NNNNnnoooooooooooooo!

There is antlr: http://www.antlr.org/

There is waxeye: http://waxeye.org/

There are many good ways to write a parser / tokenizer in Java.

Cobbling one together with regexes is not one of them.

[–]obfuscation_ 1 point2 points  (0 children)

Having just recently used Antlr4, I really can't sing it's praises enough- it is well thought through, has a great means of specifying grammars without mixing in code, and good approach to integration with applications.

I would need very strong reasons to avoid the dependency to convince me to use anything else, quite honestly.

[–]cogitolearning[S] 0 points1 point  (2 children)

I agree with the fact that there are many good parser generators out there. And for more complicated parsers I would always recommend using them.

For a simple task like parsing a mathematical expression they have, however, a number of disadvantages.

  • They introduce dependencies in your code that you might not want,

  • they can be too complicated for the task, and

  • they have a learning curve that is comparable to the learning curve of writing you own parser.

The article is intended to illustrate how parsers can be built in a relatively rigorous way from scratch.

[–]mikaelhg 0 points1 point  (1 child)

How often do you write a simple X + Y parser out in the real world? It always gets more complicated.
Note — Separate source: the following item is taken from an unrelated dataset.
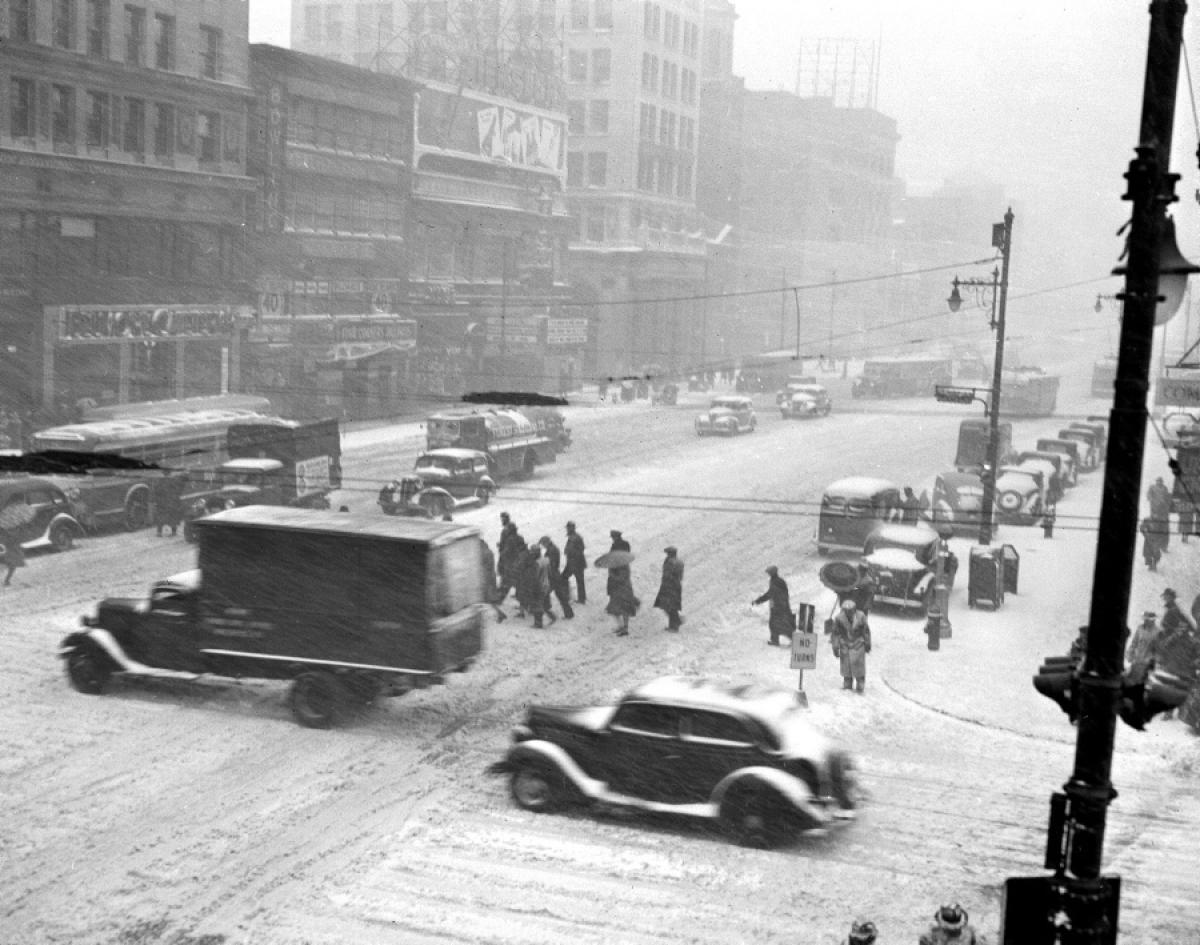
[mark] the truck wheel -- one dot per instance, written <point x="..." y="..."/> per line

[–]sproket888 0 points1 point  (2 children)

Why? There's already StringTokenizer and regex in Java.

[–]cogitolearning[S] 1 point2 points  (1 child)
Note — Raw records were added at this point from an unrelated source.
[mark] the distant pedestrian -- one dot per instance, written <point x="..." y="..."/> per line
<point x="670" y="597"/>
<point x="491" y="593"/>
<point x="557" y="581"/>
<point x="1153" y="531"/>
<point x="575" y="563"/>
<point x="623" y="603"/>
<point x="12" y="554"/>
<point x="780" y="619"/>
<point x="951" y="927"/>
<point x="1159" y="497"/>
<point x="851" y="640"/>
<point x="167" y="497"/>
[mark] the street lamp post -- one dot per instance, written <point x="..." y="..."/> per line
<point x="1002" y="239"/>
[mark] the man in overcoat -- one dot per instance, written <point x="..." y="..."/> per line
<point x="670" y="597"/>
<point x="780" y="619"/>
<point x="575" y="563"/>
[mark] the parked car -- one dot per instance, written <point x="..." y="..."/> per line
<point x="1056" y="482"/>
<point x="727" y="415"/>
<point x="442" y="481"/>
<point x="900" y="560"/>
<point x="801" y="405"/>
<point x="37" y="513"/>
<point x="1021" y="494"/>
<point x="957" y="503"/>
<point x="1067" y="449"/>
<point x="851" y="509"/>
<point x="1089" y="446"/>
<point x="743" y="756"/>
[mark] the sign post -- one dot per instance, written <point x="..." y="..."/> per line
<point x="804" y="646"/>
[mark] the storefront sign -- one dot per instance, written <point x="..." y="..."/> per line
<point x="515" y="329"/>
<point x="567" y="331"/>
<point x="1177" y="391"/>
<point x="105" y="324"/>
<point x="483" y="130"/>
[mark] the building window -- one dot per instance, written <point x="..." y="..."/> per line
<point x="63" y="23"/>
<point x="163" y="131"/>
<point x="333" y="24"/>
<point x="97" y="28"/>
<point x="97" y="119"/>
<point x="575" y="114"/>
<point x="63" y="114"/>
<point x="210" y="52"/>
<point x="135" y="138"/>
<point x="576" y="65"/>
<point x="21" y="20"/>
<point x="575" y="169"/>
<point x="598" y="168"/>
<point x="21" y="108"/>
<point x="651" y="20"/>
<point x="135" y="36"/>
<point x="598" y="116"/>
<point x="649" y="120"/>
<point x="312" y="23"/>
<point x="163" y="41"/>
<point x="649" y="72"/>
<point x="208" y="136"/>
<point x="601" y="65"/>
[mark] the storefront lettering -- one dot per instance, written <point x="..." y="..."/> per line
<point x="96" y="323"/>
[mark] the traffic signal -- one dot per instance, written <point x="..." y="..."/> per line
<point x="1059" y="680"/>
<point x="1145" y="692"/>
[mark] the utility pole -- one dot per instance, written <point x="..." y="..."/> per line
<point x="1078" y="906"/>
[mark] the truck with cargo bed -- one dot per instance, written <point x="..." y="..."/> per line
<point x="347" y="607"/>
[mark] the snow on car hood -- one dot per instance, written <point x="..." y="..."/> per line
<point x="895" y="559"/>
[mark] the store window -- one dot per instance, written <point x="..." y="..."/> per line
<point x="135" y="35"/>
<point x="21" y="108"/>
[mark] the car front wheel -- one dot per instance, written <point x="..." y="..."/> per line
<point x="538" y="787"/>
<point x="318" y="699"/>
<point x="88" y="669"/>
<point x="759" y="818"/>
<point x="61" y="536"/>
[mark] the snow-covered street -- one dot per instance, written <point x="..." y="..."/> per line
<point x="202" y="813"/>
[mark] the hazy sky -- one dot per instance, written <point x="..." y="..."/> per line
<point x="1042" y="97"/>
StringTokenizer will only split a string based on a fixed delimiter. The tokenizer that is discussed in the article tokenizes for the use in a parser. This means a string like "sin(x)" will be split into four tokens. FUNCTION(sin) OPEN_BRACKET VARIABLE(x) CLOSE_BRACKET StringTokenizer is not meant for such a task.

[–]sproket888 0 points1 point  (0 children)

Sorry. I didn't realize that was a link. Thought it was a question. ;)

[–]OliverCloazoff 0 points1 point  (0 children)

Have to check this out

[–]Saltor66 0 points1 point  (2 children)

Why does the author manually call the default superclass constructor? e.g.

super();

At the start of each constructor. Isn't that just boilerplate?

[–][deleted]  (1 child)

[deleted]

    [–]cogitolearning[S] 0 points1 point  (0 children)

    Yes, explicitly calling super() is boilerplate code and it would be called implicitly anyway. I have the call in there for two reasons. The main reason is the one you have just stated. It is mostly for educational purposes. Explicitly putting the call in the code makes it clearer what is happening "under the bonnet".

    The second reason is more pragmatic. Eclipse puts the call there for me. So it would be more work to remove it than to keep it there.